Met Maria ware mij de aarde een paradijs geweest, zonder haar is mij het bestaan eene marteling; en ik heb haar verloren, moeder, voor eeuwig verloren! Zij zal aan eenen anderen, aan een hatelijk mensch ten deel vallen: het huwelijk, zegt men, is reeds besloten, de dag is reeds vastgesteld.’
‘En indien dit alles slechts een valsch gerucht ware, mijn zoon, door den heer N. alleen uitgestrooid, als een middel out den vader van Maria tot een besluit te dwingen?’
‘Denkt gij dit, mijne moeder?’
‘Ik ben er bijna van overtuigd.’
‘Welnu,’ antwoordde Daniel met treurigheid, ‘dan zijn wij toch niets gevorderd, en wie weet of dit middel aan den heer N. niet zal gelukken?’

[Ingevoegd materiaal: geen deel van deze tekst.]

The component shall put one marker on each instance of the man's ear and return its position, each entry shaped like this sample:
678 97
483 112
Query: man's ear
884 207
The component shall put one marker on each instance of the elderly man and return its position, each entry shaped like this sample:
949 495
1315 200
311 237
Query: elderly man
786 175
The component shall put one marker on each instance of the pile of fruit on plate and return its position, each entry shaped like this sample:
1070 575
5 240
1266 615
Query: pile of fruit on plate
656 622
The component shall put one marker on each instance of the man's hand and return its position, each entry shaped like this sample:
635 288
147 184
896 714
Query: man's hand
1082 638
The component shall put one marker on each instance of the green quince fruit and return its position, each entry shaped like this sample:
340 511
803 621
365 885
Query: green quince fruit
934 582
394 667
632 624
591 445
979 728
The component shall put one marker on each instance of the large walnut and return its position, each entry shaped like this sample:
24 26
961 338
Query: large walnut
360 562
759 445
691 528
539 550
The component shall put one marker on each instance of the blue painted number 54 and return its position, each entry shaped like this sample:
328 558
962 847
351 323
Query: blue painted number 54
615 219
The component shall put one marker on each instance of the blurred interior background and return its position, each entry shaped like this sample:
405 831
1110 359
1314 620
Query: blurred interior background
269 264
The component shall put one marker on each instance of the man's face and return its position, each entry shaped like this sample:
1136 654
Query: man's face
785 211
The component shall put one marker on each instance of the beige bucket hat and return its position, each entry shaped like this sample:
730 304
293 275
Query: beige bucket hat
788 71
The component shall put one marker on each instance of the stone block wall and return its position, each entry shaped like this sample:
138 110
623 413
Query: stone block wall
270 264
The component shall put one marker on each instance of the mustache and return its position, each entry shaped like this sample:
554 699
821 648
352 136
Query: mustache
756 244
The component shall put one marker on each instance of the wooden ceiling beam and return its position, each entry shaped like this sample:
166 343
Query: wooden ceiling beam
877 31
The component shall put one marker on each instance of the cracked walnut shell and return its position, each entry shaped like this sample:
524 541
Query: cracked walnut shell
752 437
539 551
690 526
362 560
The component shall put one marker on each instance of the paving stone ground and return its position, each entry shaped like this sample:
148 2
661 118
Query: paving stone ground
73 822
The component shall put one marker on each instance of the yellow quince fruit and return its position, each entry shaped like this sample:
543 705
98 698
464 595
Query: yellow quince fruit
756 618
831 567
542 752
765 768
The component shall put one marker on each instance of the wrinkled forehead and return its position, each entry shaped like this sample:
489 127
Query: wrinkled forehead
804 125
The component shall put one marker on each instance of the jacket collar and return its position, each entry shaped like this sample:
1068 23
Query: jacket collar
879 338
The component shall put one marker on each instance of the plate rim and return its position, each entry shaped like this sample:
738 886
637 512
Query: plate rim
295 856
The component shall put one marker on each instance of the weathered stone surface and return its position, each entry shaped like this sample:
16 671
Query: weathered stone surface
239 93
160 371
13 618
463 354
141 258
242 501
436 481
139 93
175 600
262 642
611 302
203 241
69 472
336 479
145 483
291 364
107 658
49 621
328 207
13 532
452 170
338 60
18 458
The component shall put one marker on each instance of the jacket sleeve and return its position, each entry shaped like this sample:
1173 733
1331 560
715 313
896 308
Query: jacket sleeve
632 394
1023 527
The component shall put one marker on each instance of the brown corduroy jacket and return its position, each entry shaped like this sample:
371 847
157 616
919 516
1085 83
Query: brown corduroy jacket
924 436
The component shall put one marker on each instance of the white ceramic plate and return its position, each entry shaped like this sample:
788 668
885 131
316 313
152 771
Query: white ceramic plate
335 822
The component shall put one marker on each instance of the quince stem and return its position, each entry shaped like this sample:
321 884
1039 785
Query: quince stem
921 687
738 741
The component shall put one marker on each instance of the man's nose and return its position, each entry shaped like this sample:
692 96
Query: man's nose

‘En wie weet, Daniel, of het geen tegenstrijdig uitwerksel zal hebben; gij kent de stijfhoofdigheid van den heer Van Berchem en hoe hij nimmer door iemand wil gedwongen worden.’
‘Dit kon wezen; maar, geloof mij, moeder, eer de hatelijke N. iets onderneemt, is hij bijna altijd van den goeden uitval verzekerd. Te meer hij heeft tijd genoeg gehad, om den heer Van Berchem te leeren kennen, en, door laffe vleierij, heeft hij hem reeds lang in zijne netten getrokken... O neen, neen er is geene hoop meer!...’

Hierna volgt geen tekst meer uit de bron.